Jeune homme en 2ème année d’alternance marketing au sein du groupe La Poste, Lukas Pajot n’est pas le profil type que l’on retrouve chez les électeurs du Rassemblement National. Et pourtant, cet étudiant de tout juste 20 ans, est l’un des nombreux nouveaux adhérents au mouvement d’extrême droite. Parcours, motivations, programme, portrait d’un nouveau visage de la génération Bardella
C’est dans un restaurant du centre de Paris que nous retrouvons à une terrasse Lukas, l’occasion pour lui de se mettre sur son 31, chemises et veste de costume sur mesure, un style vestimentaire que l’on attribue assez largement à l’électorat de droite. Représentatif d’une situation socio-professionnelle très marquée, l’étudiant originaire du Val-d’Oise (95) l’avoue lui-même, il n’a pas le profil « d’un mec qui vote RN ».

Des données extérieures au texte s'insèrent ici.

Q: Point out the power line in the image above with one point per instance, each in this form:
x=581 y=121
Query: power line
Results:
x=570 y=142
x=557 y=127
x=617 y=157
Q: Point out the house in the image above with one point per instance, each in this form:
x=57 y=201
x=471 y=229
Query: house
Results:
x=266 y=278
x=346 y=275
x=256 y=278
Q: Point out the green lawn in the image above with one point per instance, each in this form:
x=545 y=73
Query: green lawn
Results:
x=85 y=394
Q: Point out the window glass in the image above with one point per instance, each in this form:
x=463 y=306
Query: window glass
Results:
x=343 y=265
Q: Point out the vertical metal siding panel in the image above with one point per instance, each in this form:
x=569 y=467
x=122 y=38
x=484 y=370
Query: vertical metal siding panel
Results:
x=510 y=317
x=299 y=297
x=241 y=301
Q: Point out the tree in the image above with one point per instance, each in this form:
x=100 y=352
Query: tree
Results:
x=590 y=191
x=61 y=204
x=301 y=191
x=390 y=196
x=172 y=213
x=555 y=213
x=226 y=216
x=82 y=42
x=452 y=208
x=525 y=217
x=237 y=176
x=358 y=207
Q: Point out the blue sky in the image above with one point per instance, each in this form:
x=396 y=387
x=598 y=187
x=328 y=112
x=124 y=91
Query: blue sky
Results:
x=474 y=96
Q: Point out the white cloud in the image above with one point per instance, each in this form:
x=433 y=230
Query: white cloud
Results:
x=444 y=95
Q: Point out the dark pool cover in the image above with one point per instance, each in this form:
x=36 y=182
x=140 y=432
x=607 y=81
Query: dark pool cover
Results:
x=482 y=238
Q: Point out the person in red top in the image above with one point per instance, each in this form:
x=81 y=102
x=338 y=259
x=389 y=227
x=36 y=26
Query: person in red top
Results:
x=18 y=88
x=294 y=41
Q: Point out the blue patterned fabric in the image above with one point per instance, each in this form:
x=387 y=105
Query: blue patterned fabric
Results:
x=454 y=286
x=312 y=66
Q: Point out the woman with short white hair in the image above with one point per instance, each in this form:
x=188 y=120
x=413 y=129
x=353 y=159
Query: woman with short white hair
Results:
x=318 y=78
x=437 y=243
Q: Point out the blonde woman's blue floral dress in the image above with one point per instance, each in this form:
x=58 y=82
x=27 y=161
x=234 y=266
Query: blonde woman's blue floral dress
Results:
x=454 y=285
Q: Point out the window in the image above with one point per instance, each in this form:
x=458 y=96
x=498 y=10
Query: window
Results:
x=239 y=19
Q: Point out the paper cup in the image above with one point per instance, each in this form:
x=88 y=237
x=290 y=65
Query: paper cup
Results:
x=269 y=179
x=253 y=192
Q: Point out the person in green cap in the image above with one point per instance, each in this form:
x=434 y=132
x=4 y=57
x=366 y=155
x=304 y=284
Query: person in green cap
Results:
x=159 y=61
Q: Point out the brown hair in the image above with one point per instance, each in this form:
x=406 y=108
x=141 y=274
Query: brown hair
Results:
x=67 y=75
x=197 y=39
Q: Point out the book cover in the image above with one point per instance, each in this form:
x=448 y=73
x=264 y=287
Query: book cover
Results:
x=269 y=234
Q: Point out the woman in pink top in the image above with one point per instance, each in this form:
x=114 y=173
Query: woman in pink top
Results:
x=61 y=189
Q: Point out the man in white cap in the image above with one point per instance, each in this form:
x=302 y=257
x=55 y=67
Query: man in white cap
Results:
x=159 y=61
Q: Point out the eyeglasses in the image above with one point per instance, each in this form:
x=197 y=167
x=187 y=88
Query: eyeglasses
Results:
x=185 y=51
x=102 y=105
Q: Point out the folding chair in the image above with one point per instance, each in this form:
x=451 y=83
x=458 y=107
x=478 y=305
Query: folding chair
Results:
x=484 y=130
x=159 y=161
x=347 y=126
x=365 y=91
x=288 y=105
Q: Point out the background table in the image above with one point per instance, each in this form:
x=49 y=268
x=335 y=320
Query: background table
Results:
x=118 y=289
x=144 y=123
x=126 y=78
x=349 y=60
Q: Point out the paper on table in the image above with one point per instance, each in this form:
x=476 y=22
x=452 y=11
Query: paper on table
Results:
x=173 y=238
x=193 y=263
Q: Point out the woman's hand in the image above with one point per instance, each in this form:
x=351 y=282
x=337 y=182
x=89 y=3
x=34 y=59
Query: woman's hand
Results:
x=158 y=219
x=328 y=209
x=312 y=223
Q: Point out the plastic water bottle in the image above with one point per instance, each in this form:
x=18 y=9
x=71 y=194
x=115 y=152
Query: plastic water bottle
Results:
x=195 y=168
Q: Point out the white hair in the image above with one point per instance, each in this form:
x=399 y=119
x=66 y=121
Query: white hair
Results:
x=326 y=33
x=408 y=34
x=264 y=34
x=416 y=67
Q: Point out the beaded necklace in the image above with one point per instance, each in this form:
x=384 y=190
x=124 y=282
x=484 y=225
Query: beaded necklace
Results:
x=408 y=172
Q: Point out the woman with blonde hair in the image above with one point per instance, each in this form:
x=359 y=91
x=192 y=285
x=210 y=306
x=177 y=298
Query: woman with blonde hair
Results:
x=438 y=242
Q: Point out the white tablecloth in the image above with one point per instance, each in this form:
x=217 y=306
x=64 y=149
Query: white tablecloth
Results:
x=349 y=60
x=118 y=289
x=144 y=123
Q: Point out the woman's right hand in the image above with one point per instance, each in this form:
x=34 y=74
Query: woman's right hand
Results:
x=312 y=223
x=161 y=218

Fêtant ses 20 ans au lendemain de notre entretien, il se situe aux premiers abords à l’opposé du spectre politique, fils unique, famille monoparentale issu d’un milieu « pas forcément super aisé », c’est selon lui avant tout son admiration pour « la France et son histoire » qui a donné le ton de sa couleur électorale.
Le jeune homme nous raconte : « Aujourd’hui, vu l’urgence de la situation dans le pays, que ce soit tant au niveau économique qu’au niveau de l’insécurité, le RN est apparu comme une évidence. » Surtout quand je vois que dans les manifestations de gauche, il y a plus de drapeaux d’autres pays que du mien. »
Les parties d’oppositions par leurs prises de paroles, leurs programmes ne parviennent pas à attirer les profils comme Lukas, au contraire, elle l’ancre dans ses convictions : « Quand j’ai vu le programme de la gauche, ses mesures utopiques, ça m’a conforté dans mon idée » […] « Je ne vois pas l’intérêt de voter pour un parti ou une union qui prône la violence et le fait de tout casser. Aujourd’hui, le fascisme qu’on nous reproche a changé de camp ».
C’est comme beaucoup, fort de ses expériences personnelles, que le jeune électeur axe ses attentes politiques sur l’insécurité. « Proche d’ici, récemment, un groupe de mecs de cité ont attendu un jeune de chez moi issu du même lycée (privé catho) avec un marteau pour le tabasser. Je ne veux pas ça pour mes enfants. »
Malgré les remarques récurrentes sur l’influence de l’entourage qui peut jouer un grand rôle, il répond que dans son cas ça ne fait pas tout et le procédé est même dans son cas plutôt inverse. Son cercle familial, bien plus composé d’électeurs écologistes ou insoumis, limite selon lui beaucoup les discussions politiques toujours très tendues.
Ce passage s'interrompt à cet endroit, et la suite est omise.